Valera’s inn is part of a chain of "mucuposadas" ("mucu" means "home" in the local indigenous language) set up by the local conservation NGO Andes Tropicales. The aim is to create a form of tourism that gives money back directly to locals.

But most importantly, mucuposadas are a way of promoting a new form of tourism that guarantees the area’s cultural and environmental integrity, said Marie Christine Martin, program director at Andes Tropicales in Merida. It's a form of tourism that has been gaining popularity since the late 1980s and has become particularly prevalent in Latin America whose countries boast a rich biodiversity.

“As a tourist you will penetrate a world that would be much more difficult to access if you stayed in any old inn that offers nothing more than lodging,” said Martin. “You share with the family their culture and an affinity with nature.”

At mucuposadas, the hosts act as guides and introduce guests to traditional food.

Andes Tropicales has set up 21 such inns across the Andean region of Venezuela. In Calderas, an important coffee growing region, the idea is to link it with Niquitao, a small village in the foothills of the Andean mountains which has succeeded in preserving much of its colonial architecture.

In eight hours hikers can walk between mucuposadas in Calderas and Niquitao by crossing over a moor.

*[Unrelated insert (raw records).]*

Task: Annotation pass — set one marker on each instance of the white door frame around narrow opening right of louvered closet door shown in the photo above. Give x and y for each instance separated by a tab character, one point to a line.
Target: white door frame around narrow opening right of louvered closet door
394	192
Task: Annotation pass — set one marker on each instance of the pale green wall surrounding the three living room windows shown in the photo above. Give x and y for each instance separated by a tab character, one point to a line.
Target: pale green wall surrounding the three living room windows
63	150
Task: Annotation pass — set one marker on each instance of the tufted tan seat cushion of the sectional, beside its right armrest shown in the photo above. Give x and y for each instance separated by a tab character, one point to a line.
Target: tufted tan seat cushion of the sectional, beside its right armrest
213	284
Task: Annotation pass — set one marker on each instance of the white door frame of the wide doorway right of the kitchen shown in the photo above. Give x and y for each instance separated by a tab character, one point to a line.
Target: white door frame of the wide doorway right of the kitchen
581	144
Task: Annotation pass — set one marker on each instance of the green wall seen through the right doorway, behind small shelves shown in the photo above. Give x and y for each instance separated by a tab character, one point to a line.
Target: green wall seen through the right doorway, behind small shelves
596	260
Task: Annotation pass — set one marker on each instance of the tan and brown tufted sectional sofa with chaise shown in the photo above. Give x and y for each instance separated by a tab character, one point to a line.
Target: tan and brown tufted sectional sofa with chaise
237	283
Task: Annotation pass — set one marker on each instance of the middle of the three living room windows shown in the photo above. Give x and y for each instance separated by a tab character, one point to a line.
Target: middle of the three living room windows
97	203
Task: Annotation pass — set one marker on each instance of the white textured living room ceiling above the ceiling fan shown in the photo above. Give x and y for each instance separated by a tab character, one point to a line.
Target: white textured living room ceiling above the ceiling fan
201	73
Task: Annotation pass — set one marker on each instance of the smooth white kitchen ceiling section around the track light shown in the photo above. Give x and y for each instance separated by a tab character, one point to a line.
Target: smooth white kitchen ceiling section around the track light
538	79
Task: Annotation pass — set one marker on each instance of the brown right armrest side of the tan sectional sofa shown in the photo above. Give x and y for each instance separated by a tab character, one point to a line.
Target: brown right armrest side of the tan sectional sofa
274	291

By opening up new areas of the Andes to tourism, Andes Tropicales hopes to relieve some of the environmental pressure that is placed on traditionally popular areas in Merida state.

In Calderas and Niquitao, Andes Tropicales has also begun an initiative to promote the cultivation of shade-grown coffee. For some years now coffee growers in the region have been moving toward the more commercially profitable sun-grown coffee.

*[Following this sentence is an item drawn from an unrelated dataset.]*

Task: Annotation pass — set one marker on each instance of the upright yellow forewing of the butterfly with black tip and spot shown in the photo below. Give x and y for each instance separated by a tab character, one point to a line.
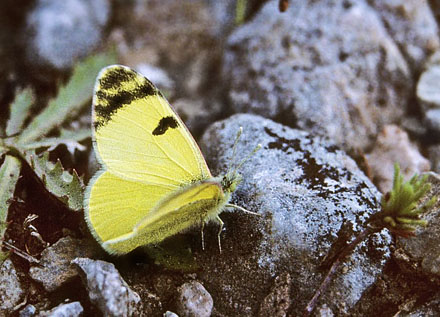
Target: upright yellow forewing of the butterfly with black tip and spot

Shade-grown coffee requires more trees, which stimulates water levels and boosts birdlife, said Anselmo Berrios, a coffee farmer from Calderas who recently converted his plantation to organic methods with help from Andes Tropicales.

Since joining the Cafe del Bosque program Berrios has learned how to make his own fertilizer from local plants and has taken out a small loan with the NGO to buy a machine for drying his coffee beans.

He hopes to earn extra income by charging for guided tours of his coffee farm. The project now has its own brand of coffee that is sold at the mucuposadas.

Battone Pujol signed up to the mucuposadas program two years ago. His home in Niquitao dates back to at least 1880, though he thinks it could be older still.

As this Andean village’s historian, preserving local culture is important for him. That’s why he was particularly pleased when Andes Tropicales loaned him an architect to advise how to convert his home into an inn while preserving its original details.

“We have not lost the customs and traditions that we have,” he said. “The constant fight is to make sure that is not lost and is maintained because we understand that Niquitao has a great tourism potential — it has a special charm.”

Martin said that the benefits from the programs are already visible: families have been able to add an extra bathroom in their home or build a septic tank.

But some of the gains have been less tangible. Martin believes one of the most significant changes is that local families have learned a new appreciation for the natural and cultural treasures they are sitting on.

“Today those families we have been working with have gained empowerment from all of this and they are more aware of the value of everything they have — and they feel proud to have it,” she said.